Er erwiderte ihren Blick wortlos, bis er sich schließlich vor die junge Frau kniete und sie in seine starken Arme zog.
Immer noch gelähmt vor Erstaunen ließ Elsa es einfach geschehen. Bald jedoch löste sie sich aus ihrer Bewegungslosigkeit und legte ihre Arme sanft auf den Rücken ihres besten Freundes.
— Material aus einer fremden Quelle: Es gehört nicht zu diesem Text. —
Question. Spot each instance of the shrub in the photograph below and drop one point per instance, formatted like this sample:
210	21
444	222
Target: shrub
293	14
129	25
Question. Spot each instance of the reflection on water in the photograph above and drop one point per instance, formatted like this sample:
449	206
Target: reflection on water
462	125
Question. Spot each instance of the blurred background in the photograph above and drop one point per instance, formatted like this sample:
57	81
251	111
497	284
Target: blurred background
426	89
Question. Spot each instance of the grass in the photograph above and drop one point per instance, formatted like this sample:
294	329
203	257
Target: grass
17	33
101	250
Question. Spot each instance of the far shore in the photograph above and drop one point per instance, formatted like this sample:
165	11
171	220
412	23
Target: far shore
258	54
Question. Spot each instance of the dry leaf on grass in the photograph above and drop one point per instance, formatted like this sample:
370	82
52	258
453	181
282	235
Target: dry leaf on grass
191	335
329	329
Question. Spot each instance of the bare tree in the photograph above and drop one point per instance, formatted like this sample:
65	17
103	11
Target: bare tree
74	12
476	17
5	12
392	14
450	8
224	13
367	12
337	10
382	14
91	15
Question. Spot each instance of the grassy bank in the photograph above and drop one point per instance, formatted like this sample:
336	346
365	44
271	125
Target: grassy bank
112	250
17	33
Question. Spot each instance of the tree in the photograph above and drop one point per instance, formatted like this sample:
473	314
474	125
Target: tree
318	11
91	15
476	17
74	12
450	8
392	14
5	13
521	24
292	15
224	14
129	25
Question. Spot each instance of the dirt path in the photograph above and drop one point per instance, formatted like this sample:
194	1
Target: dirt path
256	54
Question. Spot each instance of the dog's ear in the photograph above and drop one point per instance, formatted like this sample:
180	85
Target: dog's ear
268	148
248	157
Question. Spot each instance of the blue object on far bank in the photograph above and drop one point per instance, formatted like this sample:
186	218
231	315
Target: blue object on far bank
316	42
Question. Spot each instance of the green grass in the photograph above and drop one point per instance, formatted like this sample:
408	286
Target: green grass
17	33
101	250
Sie war so erleichtert, dass er bei ihr war. Nie im Leben hätte sie geglaubt, ihn je wiederzusehen, hatte sie doch nicht die Kraft dazu gehabt, nach ihm zu suchen. Noch immer herrschte Stille um sie herum, doch für Elsa war sie nicht unangenehm. Es war eine vertraute Stille voller Geborgenheit.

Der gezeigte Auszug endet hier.